Coder Social home page Coder Social logo

alouii / deepmod Goto Github PK

View Code? Open in Web Editor NEW

This project forked from wglab/deepmod

1.0 0.0 0.0 37.39 MB

DeepMod: a deep-learning tool for genomic-scale, strand-sensitive and single-nucleotide based detection of DNA modifications

License: Other

Python 100.00%

deepmod's Introduction

DeepMod: a deep-learning tool for genomic-scale, strand-sensitive and single-nucleotide based detection of DNA modifications

Methodology of DeepMod

DeepMod is a computational tool which takes long-read signals as input and outputs modification summary for each genomic position in a reference genome together with modification prediction for each base in a long read. The modification prediction model in DeepMod is a well-trained bidirectional recurrent neural network (RNN) with long short-term memory (LSTM) units. LSTM RNN is a class of artificial neural network for modeling sequential behaviors with LSTM to preclude vanishing gradient problem. To detect DNA modifications, normalized signals of events in a long read were rescaled from -5 and 5, and signal mean, standard deviation and the number of signals together with base information (denoted by 7-feature description) were obtained for each event as input of a LSTM unit with 100 hidden nodes.
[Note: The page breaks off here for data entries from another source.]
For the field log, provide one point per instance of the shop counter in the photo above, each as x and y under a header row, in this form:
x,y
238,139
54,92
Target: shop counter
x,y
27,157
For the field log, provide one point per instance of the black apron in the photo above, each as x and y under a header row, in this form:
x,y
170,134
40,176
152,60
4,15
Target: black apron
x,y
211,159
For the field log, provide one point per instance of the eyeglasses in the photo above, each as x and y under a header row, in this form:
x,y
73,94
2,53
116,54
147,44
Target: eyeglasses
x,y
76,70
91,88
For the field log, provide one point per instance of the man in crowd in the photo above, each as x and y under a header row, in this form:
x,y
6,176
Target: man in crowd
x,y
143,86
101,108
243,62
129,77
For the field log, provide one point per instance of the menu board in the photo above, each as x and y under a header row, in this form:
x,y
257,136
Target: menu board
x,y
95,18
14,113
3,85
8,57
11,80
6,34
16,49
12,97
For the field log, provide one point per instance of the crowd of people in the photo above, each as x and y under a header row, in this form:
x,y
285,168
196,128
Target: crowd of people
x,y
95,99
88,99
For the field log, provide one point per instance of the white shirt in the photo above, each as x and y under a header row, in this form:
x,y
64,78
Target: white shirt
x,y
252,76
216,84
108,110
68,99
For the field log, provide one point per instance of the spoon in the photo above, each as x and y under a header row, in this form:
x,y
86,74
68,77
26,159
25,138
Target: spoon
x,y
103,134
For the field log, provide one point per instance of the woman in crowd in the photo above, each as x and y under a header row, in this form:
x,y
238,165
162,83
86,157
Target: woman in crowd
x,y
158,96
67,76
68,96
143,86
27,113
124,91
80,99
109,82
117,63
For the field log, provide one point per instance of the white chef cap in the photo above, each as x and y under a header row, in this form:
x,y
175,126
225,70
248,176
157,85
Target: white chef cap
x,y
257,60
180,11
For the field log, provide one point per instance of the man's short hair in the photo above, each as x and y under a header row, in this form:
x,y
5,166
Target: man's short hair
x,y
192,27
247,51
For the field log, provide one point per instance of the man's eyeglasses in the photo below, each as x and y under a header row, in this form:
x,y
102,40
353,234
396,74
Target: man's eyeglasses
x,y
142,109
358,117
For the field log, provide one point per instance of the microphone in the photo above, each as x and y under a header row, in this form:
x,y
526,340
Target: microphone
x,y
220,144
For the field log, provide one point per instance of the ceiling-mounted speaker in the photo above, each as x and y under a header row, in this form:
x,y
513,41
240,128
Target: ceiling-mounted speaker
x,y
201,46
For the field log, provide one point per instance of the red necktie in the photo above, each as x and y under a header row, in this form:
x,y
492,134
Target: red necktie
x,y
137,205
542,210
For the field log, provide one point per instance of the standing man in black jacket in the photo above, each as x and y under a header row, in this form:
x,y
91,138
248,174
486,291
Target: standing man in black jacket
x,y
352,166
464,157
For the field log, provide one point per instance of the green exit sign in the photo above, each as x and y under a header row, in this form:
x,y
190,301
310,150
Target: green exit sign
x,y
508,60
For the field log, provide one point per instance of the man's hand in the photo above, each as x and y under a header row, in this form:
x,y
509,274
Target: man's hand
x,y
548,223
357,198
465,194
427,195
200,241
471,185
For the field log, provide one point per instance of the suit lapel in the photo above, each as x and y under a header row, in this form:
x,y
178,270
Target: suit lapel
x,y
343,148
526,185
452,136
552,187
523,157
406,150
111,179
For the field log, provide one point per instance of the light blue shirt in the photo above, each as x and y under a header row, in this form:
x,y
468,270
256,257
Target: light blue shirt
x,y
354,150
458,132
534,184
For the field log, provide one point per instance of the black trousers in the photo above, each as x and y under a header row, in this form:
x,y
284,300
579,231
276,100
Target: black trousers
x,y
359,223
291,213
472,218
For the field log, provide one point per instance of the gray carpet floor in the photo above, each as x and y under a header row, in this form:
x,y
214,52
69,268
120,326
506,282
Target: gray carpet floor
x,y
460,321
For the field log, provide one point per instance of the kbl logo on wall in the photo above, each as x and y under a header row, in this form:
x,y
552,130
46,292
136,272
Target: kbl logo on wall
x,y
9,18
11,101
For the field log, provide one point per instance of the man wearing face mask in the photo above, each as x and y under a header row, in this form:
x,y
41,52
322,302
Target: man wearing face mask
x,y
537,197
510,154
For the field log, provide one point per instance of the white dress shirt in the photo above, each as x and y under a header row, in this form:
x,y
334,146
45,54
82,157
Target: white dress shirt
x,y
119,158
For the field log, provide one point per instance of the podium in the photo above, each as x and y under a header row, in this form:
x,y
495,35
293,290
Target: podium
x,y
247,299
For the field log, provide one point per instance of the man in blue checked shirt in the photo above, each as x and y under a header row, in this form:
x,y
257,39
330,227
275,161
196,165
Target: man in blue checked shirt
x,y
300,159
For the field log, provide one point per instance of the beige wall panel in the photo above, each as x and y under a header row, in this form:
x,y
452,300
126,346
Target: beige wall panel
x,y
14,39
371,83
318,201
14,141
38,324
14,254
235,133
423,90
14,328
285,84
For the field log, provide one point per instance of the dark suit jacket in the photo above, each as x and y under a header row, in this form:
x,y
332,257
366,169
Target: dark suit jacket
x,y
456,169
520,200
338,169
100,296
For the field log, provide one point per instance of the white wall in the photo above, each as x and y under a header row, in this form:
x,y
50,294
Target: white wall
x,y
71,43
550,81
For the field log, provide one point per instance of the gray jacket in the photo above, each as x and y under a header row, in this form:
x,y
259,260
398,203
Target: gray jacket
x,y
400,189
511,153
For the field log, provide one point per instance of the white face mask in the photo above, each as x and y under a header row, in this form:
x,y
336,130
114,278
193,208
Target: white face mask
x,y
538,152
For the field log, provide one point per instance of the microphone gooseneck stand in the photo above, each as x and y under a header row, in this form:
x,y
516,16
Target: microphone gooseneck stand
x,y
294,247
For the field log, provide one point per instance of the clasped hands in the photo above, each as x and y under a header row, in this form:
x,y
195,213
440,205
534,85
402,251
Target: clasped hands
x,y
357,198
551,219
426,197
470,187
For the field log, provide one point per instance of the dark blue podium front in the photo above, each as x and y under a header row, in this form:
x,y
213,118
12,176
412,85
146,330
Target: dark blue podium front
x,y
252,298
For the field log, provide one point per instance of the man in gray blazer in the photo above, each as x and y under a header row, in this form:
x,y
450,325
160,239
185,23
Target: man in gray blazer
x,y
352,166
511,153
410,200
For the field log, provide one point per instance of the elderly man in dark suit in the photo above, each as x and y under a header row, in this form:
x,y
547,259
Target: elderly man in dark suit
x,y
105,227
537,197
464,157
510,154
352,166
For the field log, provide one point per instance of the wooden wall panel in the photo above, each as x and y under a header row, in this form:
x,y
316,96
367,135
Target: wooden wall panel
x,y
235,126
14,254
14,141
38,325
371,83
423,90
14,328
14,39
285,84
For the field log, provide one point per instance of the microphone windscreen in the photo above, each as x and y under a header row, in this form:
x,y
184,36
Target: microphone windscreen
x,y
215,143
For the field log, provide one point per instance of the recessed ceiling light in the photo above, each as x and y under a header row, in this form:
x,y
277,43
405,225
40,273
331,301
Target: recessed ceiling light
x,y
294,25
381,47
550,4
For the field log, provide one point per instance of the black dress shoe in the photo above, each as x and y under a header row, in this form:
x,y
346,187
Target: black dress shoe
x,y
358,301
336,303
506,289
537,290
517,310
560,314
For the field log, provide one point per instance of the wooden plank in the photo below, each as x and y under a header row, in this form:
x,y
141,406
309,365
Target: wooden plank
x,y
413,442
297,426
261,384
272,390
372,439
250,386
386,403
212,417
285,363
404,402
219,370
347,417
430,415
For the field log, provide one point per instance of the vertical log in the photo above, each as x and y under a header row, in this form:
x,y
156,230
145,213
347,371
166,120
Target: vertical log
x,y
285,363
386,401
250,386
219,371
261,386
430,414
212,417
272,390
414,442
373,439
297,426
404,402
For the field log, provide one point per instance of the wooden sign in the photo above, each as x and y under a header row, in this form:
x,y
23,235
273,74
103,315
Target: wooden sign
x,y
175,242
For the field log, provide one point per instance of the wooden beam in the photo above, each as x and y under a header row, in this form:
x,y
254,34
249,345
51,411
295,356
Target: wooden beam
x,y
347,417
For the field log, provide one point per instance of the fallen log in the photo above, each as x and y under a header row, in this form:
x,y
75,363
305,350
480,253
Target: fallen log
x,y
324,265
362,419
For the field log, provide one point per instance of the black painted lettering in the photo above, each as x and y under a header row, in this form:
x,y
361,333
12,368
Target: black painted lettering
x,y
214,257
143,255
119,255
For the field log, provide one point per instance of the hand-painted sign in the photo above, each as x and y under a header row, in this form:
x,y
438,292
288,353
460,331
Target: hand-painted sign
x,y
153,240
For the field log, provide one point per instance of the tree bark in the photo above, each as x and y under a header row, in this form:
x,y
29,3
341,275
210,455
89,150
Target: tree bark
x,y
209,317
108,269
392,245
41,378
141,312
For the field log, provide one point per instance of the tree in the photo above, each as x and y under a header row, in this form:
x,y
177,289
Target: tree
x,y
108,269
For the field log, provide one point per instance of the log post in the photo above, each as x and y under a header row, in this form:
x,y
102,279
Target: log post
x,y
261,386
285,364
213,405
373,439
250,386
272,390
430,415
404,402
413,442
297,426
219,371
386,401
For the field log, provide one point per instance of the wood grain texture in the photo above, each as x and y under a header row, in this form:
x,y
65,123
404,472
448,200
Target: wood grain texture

In DeepMod with 3 hidden layers in RNN. Predicted modification summary for each position would be generated in a BED format, suggesting how many reads cover genomic positions, how many mapped bases in long reads were predicted to be modified and the coverage percentage of prediction modifications. This modification prediction by DeepMod is strand-sensitive and single-nucleotide based.

Inputs of DeepMod

The input of DeepMod is Nanopore long read data together a refrence genome.

Please note that the default model is trained on Metrichore basecalled data. While it has reasoanble performance on Albacore v1 basecalled data, it should not be used in Albacore v2 (they require different sets of models) or any Guppy basecalled data, due to the differences in basecalling approaches. We are testing the newly trained model on move table basecalled data at the moment. If you use DeepMod in your research, please be mindful that different basecallers can generate very different signal properties so the correct model (rather than default model) needs to be used for your specific data set.

System Requirements

Hardware requirements

DeepMod is based on deep learning framework, and needs to access raw data of Nanopore sequencing. Thus, it needs enough RAM to support deep learning framework and enough hard drive for raw data of Nanopore sequencing. GPU can substantially speedup the detection process. For optimal performance, we recommend a computer with:

  • RAM: 20+ GB per thread
  • GPU or CPU with 8+ cores
  • HDD or better with SSD. Dependent on how large raw data is (for 30X E coli data, it might need 10+GB, while for 30X human data, it might need 10+TB)

Software requirements

The developmental version of DeepMod has been tested on Linux operating system: CentOS 7.0 with both CPU and GPU machines.

Future improvement

Now, DeepMod supports basecalled data with either event tables or move tables (But not tested!!!). But it does not support multi-fast5. For multi-fast5 issue, one can use API at https://github.com/nanoporetech/ont_fast5_api to convert multi-fast5 to single fast5 file, and then re-basecall to get event information as input of DeepMod. We have been working on improvement of DeepMod to support multi-fast5.

Installation

Please refer to Installation for how to install DeepMod.

Usage

Please refer to Usage for how to use DeepMod.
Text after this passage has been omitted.